In many parts of the world, rheumatic heart disease is part of history. “It’s the scarlet fever you read about in a Jane Austen novel,” said Stanford cardiology fellow Andrew Chang, MD. Globally, however, the disease still affects more than 30 million people, causing a quarter of all cases of heart failure.
Often, it begins as an undiagnosed case of strep throat. Without a course of antibiotics, the infection can become rheumatic fever and damage heart valves until the heart can no longer pump effectively.
Chang traveled to Rwanda as a resident in Stanford’s global health track within the Department of Medicine. While there, he witnessed the punishing impact of the preventable disease. “It really shook me,” he said.

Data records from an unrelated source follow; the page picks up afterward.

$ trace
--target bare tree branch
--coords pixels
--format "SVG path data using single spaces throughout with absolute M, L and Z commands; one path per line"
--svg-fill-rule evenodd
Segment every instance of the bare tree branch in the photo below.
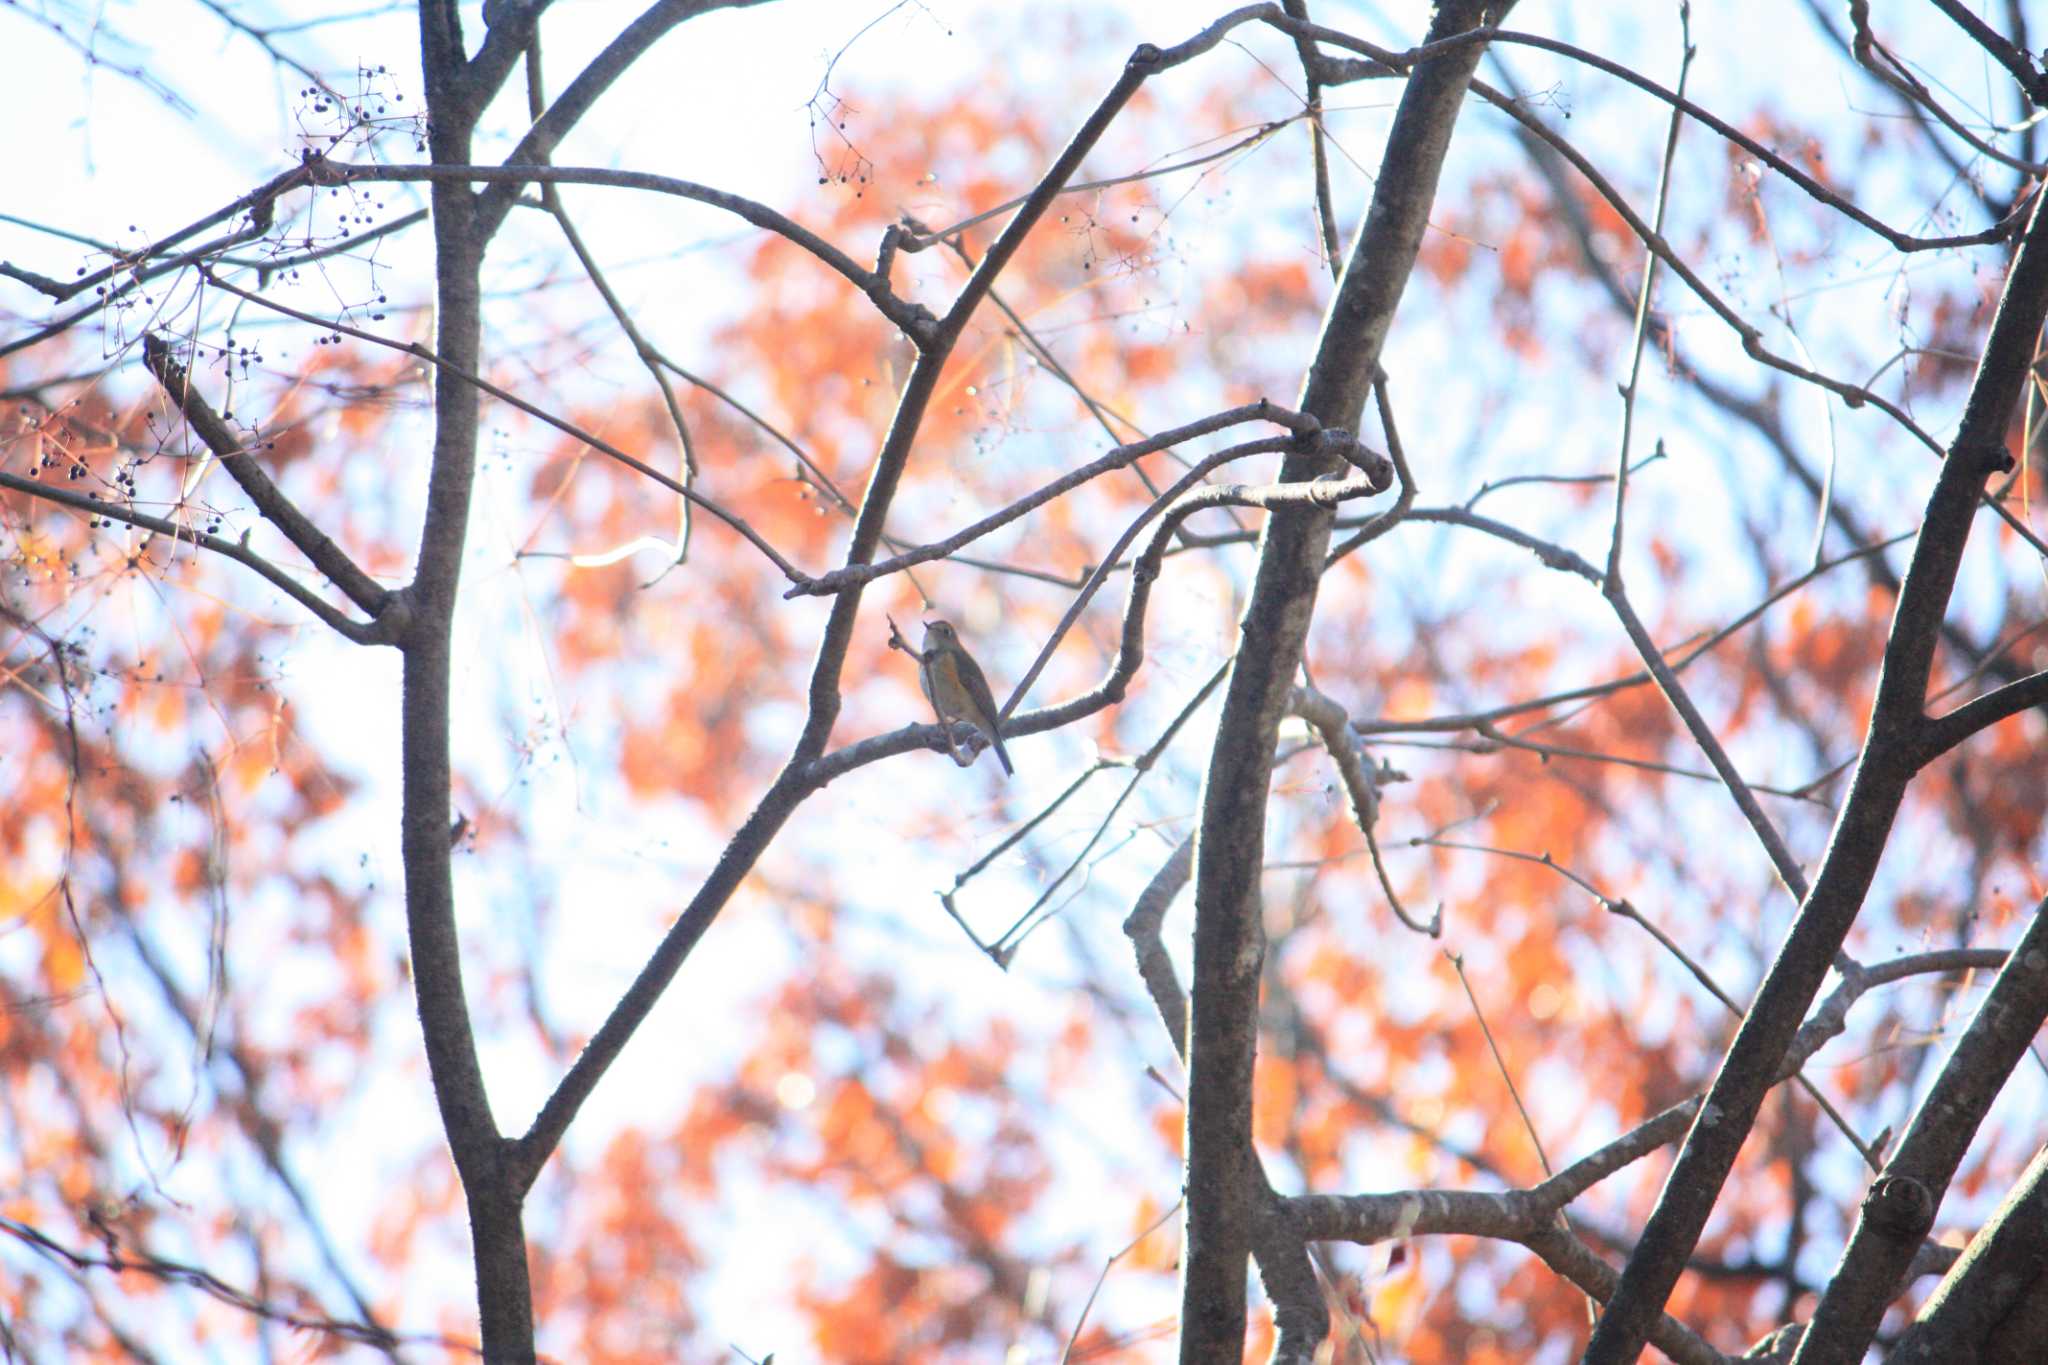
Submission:
M 1977 1230 L 1891 1359 L 2021 1361 L 2040 1344 L 2048 1277 L 2048 1147 Z
M 1271 7 L 1268 7 L 1270 10 Z M 1501 9 L 1446 3 L 1430 38 L 1463 33 Z M 1419 65 L 1402 97 L 1303 389 L 1301 407 L 1353 430 L 1428 223 L 1437 178 L 1481 47 L 1462 43 Z M 1330 472 L 1330 453 L 1290 454 L 1284 483 Z M 1217 727 L 1195 844 L 1194 1010 L 1188 1036 L 1187 1220 L 1181 1273 L 1184 1365 L 1235 1360 L 1244 1343 L 1244 1273 L 1256 1216 L 1248 1169 L 1251 1083 L 1263 928 L 1259 876 L 1273 745 L 1315 606 L 1330 543 L 1325 510 L 1280 513 L 1261 539 L 1237 663 Z
M 242 491 L 249 495 L 249 501 L 256 504 L 270 523 L 277 527 L 312 562 L 314 568 L 326 574 L 329 581 L 348 595 L 349 601 L 361 607 L 372 617 L 383 614 L 391 603 L 391 592 L 372 579 L 356 562 L 348 557 L 339 545 L 328 538 L 325 531 L 314 525 L 312 518 L 300 511 L 297 504 L 284 495 L 283 490 L 271 482 L 263 466 L 243 447 L 241 438 L 221 419 L 204 398 L 192 387 L 192 377 L 185 367 L 171 354 L 170 344 L 155 332 L 142 338 L 142 362 L 149 372 L 163 385 L 178 411 L 192 424 L 192 430 L 206 448 L 213 452 Z
M 1935 1210 L 2012 1070 L 2048 1020 L 2048 900 L 2034 907 L 1976 1017 L 1871 1182 L 1793 1365 L 1855 1365 L 1877 1335 Z
M 1783 1057 L 1799 1016 L 1862 908 L 1906 786 L 1918 771 L 1927 681 L 1942 617 L 1985 481 L 2010 466 L 2006 423 L 2048 316 L 2048 218 L 2040 202 L 2037 197 L 1961 427 L 1928 498 L 1885 646 L 1862 757 L 1827 855 L 1715 1078 L 1702 1111 L 1712 1122 L 1695 1123 L 1687 1135 L 1622 1272 L 1621 1287 L 1587 1345 L 1587 1365 L 1626 1365 L 1642 1349 L 1644 1334 L 1692 1254 L 1756 1121 L 1765 1078 Z
M 1921 732 L 1920 766 L 1932 763 L 1978 731 L 2036 706 L 2048 706 L 2048 672 L 2030 673 L 1934 717 Z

That, in some ways, was the point. Michele Barry, MD, Stanford’s senior associate dean for global health, created the track to give medical residents an understanding of overarching issues and the individual contributions they could make worldwide. Residents spend up to 18 weeks working with patients in clinics and conducting research either overseas, on an American Indian reservation or both. Global health faculty help residents identify their goals and acquire specific skills needed to achieve them.
Barry encouraged Chang to go to sub-Saharan Africa to work with Gene Bukhman, MD, PhD, the global cardiology director for Partners in Health, a nonprofit organization that works to improve health in impoverished communities. In Rwanda, Chang discussed difficult cases and research challenges with Bukhman. Most days, he cared for patients at the Centre Hospitalier de Kigali. During rounds and afterward, with no offices or team rooms to duck into, Chang stayed in the ward reviewing notes and answering questions.
He felt connected to the community, with more time to talk to patients, often through translators or members of patients’ families. “Practicing medicine overseas makes you realize that, in many ways, people are all the same,” Chang said. “It’s the same base emotions. Fear, regret, anger, sadness — these things are universal. When someone starts crying, you hold their hand.”
While on Stanford’s campus, global health track residents complete rotations in internal medicine and in social medicine, working with homeless populations in and around San Jose. They take a two-week intensive course that explores the ethical, economic and legal issues of working overseas in resource-limited settings and attend a two-day retreat with Stephen Luby, MD, the director of research for Stanford Global Health.
While in his third year of residency, Chang traveled to Uganda to study women with rheumatic heart disease. A week before he left, though, he called Luby for last-minute coaching on all the complexities that come with conducting research, interviewing and analyzing data on 75 people. “That level of mentorship is what makes this program so powerful,” Chang said.
Global health residents have completed projects in Colombia, Ecuador and Zimbabwe. On campus, they’ve collaborated with faculty members in each of Stanford’s seven schools to hone their expertise in fields as varied as mathematical modeling, microbial genetics and the economics of health care legislation. They’ve gone on to work in global oncology, in tuberculosis diagnostics and at the intersection of big data and public policy.
Chang became chief resident before starting the fellowship in cardiology. Next, he plans to complete a PhD in epidemiology so he can focus on crafting policy to create population-level interventions that, he hopes, will make rheumatic heart disease history.